In lontananza, un’esplosione. Vaènesius s’illuminò a giorno. Nella zona del mare, quella dell’avamposto Alfa, un improvviso raggio verde trafisse le profondità. In alto, nel cielo, le stelle, da Venere alla Sagoma dell’Eroe, culminarono la volta celeste con una luce mai vista.
Dal colle, dalla fronda dell’albero, un serpe verde sbucò dal silenzio interrotto: dalla chioma dell’acacia, si lanciò nel vuoto e nel vuoto terminò i suoi giorni.
Humanus spalancò il suo "occhio".
Ancora una volta quel “superiore tempo” parve squadernargli l'anima.

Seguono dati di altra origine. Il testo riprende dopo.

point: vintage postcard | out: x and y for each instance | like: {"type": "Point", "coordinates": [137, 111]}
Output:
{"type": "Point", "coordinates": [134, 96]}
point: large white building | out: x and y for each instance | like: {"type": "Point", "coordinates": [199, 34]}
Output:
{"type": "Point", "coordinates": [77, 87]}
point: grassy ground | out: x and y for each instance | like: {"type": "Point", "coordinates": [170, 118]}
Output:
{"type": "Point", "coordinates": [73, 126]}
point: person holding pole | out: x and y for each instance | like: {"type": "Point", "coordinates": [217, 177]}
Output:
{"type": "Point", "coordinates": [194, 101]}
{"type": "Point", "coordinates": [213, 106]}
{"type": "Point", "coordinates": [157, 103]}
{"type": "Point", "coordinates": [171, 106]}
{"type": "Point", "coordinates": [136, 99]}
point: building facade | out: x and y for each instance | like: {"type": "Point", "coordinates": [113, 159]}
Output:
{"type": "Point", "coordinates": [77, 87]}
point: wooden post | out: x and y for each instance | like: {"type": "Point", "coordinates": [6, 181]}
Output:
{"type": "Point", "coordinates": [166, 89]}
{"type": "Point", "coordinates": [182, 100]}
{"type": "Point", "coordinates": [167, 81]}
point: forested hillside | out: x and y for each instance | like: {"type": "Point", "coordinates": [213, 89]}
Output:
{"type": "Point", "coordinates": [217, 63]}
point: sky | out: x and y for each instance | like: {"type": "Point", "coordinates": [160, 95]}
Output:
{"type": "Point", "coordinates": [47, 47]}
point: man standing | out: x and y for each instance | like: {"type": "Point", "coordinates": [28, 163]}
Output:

L’avamposto andò distrutto. Le fiamme predarono ogni cosa, ogni ricordo e la “prova”, ricavata dall’ultima cena di Leonardo, andò distrutta. Sotto la “biacca”, dal punto di fuga al viso dell’Amata, il codice subì l’onta distruttiva del fuoco. La “prova”, custodita nei secoli dai “giusti priori”, finì in cenere.
Humanus, inalò ancora Drusen e fece come respirare altro tempo.
Nel cielo serale illuminava la magnifica costellazione di Auriga,  la sua stella più luminosa, Capella, brillava inconfondibile quasi esattamente sopra il colle. Accanto all’Auriga, la rossa Aldebaran disegnava “l’occhio” della costellazione del Toro, pronto ad attaccare il cacciatore Orione e le sue stelle brillanti, dalla magnificente Sirio a Procione, l’ottavo diamante, vertice del grande triangolo invernale. Sulla vicina “eco di luce”, Castore e Polluce segnalavano le fulgenti geometrie celesti dei Gemelli.
L’universo, tra Potestà, Archai e Dominazioni, illuminava zenitale sulle colonne e le case della scacchiera.
Da Lazzarus, il Primo Priore a Cristiano, il Superiore Incognito del mondo post atlantico, l’umanità superstite si attraversava nel nuovo seme.
 Il Vivente Graal, Marco, il “tredicesimo frate”, l’Humanus, respirava dalla gola il “sangue del nuovo ricordo”. Sul colle era l’Adamo della riconciliazione e la rinascenza ebbe origine dalla Morte.
Quando Marco, l’Humanus, finì di scorrere le Cronache, tornò verso il sasso della disputa. Demetrius, lasciata l’ombra dell’acacia, era già lì, in piedi e privo d’occhi.
Non appena furono a meno di un passo tra loro, la destra dell’uno intrecciò il palmo dell’altro.
Furono Uno e il tempo ebbe inizio.
 
Subito dopo quell’ultima esplosione, un’enorme palla di fuoco prese i mari e la terra … Fu buio per molto tempo.
Ma la Luce giunse con l’ultimo e dall’ultimo dei nove: il sopravvissuto di Vaènesius, Nathan, il primo dei due Gesù, il Santo Graal.